## Section16.6The Graphs of the Secant and Cosecant Functions

##### The Graph of the Function $y=\sec(t)$.

Recall that the secant function is the reciprocal of the cosine function. That is, $\sec(t)=\frac{1}{\cos(t)}\text{.}$ Given that, it seems like a good place to begin our understanding of the graph of $t=\sec(t)$ is to look at a graph of $y=\cos(t)\text{.}$ Such a graph appears as Figure 16.6.1. Figure 16.6.1. $y=\cos(t)$

The first thing we should note is that the period of the secant function will be the same as the period of the cosine function; that is, $2\pi\text{.}$

We should also note that $\cos(t)=0$ at $-\frac{5\pi}{2}\text{,}$ $-\frac{3\pi}{2}\text{,}$ $-\frac{\pi}{2}\text{,}$$\frac{\pi}{2}\text{,}$ $\frac{3\pi}{2}\text{,}$ and $\frac{5\pi}{2}\text{.}$ Consequently, at each of those values of $t\text{,}$ the secant function has the form $\frac{1}{0}\text{.}$ As is the case with rational functions (or any function, for that matter), at any value where the function returns a fraction of form $\frac{\text{not zero}}{\text{zero}}\text{,}$ the graph of the function approaches a vertical asymptote. Consequently the graph of $y=\sec(t)$ has a vertical asymptote everywhere $\cos(t)=0\text{.}$ The vertical asymptote are, specifically: $\,\,...,\,t=-\frac{5\pi}{2},\,t=-\frac{3\pi}{2},\,t=-\frac{\pi}{2},\,t=\frac{\pi}{2},\,t=\frac{3\pi}{2},\,t=\frac{5\pi}{2},\,...\text{.}$

The vertical asymptotes that occur over $[-\frac{5\pi}{2},\frac{5\pi}{2}]$ have been added to the graph in Figure 16.6.2. Figure 16.6.2. $y=\cos(t)$

At $-2\pi\text{,}$ $0\text{,}$ and $2\pi\text{,}$ the value of the cosine function is $1\text{,}$ so the value of the secant function is also $1\text{.}$ Over the intervals $\left(-\frac{5\pi}{2} ,-\frac{3\pi}{2}\right)\text{,}$ $\left(-\frac{\pi}{2} ,\frac{\pi}{2}\right)\text{,}$ and $\left(\frac{3\pi}{2} ,\frac{5\pi}{2}\right)$ the cosine function is always positive, so the secant function is also always positive. Consequently, at both ends of each of these intervals the secant curve will point upward along the asymptotes. These portions of the secant function have been added in Figure 16.6.3. Figure 16.6.3. $y=\sec(t)$ (thick and red) and $y=\cos(t)$ (thin and gray)
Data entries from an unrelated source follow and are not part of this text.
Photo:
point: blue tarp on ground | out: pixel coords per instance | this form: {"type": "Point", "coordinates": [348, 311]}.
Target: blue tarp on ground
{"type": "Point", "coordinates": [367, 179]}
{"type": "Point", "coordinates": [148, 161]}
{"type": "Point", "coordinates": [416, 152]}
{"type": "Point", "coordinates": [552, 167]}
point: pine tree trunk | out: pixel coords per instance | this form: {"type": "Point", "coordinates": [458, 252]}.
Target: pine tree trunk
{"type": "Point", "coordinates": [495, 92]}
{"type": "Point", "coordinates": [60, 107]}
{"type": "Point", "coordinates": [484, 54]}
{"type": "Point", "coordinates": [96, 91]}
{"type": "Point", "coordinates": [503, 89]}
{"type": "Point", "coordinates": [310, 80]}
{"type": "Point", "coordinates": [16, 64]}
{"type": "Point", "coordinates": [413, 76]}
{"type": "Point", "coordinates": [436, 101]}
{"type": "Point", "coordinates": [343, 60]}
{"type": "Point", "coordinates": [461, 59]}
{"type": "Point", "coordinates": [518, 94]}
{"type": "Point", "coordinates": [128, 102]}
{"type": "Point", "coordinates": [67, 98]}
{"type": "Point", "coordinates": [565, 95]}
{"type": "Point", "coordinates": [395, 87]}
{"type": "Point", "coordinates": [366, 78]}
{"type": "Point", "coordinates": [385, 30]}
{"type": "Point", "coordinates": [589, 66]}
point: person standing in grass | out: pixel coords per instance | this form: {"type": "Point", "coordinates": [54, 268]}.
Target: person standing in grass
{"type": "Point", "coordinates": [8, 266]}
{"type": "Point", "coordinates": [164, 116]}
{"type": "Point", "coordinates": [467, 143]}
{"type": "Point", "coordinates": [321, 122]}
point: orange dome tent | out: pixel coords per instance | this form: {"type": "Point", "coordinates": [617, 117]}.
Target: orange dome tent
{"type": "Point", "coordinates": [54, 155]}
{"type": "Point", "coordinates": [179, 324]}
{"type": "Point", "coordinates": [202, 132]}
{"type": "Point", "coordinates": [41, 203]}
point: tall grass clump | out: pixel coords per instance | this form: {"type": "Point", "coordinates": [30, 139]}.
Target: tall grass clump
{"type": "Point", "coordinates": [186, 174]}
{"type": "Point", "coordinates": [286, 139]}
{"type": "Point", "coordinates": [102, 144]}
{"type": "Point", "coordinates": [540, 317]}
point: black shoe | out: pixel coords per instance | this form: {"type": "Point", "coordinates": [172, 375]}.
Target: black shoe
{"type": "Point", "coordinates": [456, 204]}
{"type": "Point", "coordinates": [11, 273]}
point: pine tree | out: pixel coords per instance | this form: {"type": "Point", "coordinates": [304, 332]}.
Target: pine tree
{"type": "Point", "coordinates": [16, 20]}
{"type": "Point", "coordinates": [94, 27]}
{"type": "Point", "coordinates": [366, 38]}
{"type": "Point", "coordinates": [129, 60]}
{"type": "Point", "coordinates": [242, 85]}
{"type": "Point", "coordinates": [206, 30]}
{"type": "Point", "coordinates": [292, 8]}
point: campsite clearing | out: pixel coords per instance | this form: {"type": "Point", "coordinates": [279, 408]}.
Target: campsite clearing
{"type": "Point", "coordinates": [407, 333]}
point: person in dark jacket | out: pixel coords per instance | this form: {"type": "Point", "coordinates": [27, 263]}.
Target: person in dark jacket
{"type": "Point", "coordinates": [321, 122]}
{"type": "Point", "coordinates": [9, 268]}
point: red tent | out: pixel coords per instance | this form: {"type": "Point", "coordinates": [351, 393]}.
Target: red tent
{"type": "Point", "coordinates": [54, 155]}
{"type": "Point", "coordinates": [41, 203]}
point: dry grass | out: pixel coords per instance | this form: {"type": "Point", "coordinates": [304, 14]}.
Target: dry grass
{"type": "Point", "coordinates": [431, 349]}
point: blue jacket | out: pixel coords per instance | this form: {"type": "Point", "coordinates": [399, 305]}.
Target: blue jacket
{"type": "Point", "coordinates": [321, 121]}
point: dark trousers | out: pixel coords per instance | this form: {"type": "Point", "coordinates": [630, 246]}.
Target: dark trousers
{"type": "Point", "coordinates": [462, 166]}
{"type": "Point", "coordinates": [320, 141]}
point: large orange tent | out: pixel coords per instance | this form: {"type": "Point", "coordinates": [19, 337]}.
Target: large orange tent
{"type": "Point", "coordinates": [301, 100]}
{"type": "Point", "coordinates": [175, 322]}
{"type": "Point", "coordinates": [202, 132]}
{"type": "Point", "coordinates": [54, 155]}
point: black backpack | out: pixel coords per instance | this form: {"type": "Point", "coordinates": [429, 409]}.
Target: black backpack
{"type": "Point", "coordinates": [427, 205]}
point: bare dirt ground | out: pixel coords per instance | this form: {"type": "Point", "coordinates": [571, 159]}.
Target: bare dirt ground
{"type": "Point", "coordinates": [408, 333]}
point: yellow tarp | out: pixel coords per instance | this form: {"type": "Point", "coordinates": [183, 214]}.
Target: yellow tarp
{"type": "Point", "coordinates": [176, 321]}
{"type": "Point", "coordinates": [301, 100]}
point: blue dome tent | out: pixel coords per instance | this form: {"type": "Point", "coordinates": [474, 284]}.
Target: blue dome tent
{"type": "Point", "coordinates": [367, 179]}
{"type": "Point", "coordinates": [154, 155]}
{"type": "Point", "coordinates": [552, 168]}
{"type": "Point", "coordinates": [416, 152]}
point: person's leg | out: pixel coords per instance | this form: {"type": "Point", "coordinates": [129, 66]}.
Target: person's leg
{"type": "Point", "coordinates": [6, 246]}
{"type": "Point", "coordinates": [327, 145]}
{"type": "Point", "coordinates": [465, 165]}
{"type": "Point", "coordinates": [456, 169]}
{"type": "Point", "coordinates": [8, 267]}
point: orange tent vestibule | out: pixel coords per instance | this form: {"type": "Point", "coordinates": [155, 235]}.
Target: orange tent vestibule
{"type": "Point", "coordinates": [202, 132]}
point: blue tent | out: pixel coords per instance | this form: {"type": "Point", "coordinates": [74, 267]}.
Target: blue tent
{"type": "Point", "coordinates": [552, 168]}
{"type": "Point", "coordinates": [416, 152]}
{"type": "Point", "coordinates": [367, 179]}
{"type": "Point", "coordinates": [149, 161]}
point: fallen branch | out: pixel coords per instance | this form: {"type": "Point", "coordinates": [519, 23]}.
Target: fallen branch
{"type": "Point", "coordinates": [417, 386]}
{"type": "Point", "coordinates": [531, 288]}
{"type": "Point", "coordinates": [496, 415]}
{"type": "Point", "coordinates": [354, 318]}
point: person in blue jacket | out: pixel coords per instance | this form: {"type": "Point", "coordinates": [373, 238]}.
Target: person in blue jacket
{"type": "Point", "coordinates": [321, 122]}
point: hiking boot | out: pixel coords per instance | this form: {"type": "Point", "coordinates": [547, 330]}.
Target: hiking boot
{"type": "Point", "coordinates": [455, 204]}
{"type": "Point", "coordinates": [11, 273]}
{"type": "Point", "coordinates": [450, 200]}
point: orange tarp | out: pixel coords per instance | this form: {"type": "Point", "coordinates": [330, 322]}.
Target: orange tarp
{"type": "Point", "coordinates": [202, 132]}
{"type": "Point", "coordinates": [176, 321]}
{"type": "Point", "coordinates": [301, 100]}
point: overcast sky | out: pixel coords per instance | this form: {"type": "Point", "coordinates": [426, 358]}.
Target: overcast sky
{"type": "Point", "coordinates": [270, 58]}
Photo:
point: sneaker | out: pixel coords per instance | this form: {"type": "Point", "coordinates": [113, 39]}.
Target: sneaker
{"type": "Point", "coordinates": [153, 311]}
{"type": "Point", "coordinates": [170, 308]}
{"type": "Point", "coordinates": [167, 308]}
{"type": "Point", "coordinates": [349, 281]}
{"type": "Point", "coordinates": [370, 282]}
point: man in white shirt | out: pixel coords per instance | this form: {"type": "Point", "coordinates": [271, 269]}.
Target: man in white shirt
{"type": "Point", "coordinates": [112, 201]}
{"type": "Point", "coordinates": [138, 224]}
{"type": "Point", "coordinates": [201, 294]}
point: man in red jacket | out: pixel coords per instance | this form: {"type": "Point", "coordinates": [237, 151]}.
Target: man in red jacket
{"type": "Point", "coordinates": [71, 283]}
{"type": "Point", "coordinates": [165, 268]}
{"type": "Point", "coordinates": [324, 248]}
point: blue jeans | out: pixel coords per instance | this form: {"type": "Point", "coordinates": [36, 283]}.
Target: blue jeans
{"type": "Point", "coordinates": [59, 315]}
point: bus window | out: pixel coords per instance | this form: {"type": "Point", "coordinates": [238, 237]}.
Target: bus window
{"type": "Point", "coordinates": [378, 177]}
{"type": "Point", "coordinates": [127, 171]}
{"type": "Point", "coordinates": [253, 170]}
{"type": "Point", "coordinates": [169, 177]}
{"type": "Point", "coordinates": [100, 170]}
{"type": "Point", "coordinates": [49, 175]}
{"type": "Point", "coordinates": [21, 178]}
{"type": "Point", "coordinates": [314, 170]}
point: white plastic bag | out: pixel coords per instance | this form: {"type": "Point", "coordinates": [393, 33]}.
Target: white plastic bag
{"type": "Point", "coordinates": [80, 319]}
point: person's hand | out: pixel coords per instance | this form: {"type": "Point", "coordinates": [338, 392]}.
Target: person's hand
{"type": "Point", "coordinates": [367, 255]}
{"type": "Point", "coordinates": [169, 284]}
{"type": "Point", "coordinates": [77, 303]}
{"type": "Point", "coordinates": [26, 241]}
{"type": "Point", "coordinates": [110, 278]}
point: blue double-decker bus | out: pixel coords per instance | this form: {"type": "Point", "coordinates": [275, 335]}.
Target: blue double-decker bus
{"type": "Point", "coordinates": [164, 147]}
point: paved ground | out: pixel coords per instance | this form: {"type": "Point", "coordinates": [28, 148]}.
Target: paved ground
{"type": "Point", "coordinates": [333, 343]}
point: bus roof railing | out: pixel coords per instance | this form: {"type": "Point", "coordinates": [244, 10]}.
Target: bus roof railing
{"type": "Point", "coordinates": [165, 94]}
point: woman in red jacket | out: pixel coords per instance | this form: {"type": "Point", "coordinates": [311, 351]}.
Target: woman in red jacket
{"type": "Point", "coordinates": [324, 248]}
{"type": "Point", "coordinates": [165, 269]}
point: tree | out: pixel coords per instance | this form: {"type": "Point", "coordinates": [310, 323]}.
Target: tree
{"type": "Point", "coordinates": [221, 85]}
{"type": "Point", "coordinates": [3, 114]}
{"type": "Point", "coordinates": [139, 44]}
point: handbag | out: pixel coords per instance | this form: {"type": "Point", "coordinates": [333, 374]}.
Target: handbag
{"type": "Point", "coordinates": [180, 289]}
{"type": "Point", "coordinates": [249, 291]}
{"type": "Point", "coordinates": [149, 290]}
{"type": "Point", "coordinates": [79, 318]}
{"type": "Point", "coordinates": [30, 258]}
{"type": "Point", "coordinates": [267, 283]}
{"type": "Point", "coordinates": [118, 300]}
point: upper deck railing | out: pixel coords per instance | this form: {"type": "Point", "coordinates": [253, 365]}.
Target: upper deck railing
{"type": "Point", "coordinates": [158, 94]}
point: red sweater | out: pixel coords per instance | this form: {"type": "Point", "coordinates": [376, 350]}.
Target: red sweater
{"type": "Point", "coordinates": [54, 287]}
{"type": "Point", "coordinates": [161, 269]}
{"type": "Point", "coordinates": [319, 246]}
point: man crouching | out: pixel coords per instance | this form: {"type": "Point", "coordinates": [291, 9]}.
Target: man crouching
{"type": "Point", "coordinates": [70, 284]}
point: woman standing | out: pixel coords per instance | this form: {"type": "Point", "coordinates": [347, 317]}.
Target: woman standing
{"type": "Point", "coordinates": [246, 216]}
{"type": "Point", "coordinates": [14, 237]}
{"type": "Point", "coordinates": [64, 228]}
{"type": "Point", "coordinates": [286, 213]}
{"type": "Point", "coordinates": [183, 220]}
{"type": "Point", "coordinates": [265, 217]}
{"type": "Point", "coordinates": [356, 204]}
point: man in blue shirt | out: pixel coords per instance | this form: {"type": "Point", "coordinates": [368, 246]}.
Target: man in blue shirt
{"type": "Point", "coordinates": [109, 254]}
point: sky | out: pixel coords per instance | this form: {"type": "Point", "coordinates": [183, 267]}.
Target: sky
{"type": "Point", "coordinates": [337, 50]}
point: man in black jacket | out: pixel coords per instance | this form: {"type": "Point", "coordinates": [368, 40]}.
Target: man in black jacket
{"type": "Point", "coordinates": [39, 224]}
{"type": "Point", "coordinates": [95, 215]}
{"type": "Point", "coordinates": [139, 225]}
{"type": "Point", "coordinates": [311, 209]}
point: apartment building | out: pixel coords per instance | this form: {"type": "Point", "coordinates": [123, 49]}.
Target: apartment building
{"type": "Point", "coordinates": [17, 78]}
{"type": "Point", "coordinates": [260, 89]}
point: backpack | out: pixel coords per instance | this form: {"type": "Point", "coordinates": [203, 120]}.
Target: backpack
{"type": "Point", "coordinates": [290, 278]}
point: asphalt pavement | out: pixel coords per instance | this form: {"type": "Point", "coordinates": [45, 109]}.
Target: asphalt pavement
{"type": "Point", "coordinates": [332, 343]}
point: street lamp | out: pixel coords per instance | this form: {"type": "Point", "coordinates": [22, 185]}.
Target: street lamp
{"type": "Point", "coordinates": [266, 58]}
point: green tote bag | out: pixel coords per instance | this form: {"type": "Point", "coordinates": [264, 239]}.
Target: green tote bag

At $-\pi$ and $\pi\text{,}$ the value of the cosine function is $-1\text{,}$ so the value of the secant function is also $-1\text{.}$ Over the intervals $\left(-\frac{3\pi}{2} ,-\frac{\pi}{2}\right)$ and $\left(\frac{\pi}{2} ,\frac{3\pi}{2}\right)$ the cosine function is always negative, so the secant function is also always negative. Consequently, at both ends of each of these intervals the secant curve will point downward along the asymptotes. The secant function has been completed in Figure 16.6.4. Figure 16.6.4. $y=\sec(t)$ (thick and red) and $y=\cos(t)$ (thin and gray)
###### Example16.6.5.

Sketch two complete periods of the function $y=\frac{1}{2}\sec\left(3\left(t-\frac{\pi}{2}\right)\right)\text{.}$

Solution

We begin by observing that $\frac{1}{2}\sec\left(3\left(t-\frac{\pi}{2}\right)\right)=\frac{1}{2} \cdot \frac{1}{\cos\left(3\left(t-\frac{\pi}{2}\right)\right)}\text{.}$ We should also note that the $y$-coordinates at the local minimum points on the secant function will be $\frac{1}{2}$ and the $y$-coordinates at the local maximum points will be $-\frac{1}{2}\text{.}$ Consequently, if we want our curves to touch at the minimum and maximum points on the cosine function, the cosine function we should graph is $y=\frac{1}{2}\cos\left(3\left(t-\frac{\pi}{2}\right)\right)\text{.}$

The amplitude of the cosine function we will sketch is $\frac{1}{2}\text{.}$ Since there is no vertical shift, the mid-line will be the $x$-axis and the minimum and maximum values of $t$ will be, respectively, $-\frac{1}{2}$ and $\frac{1}{2}\text{.}$ We should note that we do not apply the word amplitude to the secant or cosecant function.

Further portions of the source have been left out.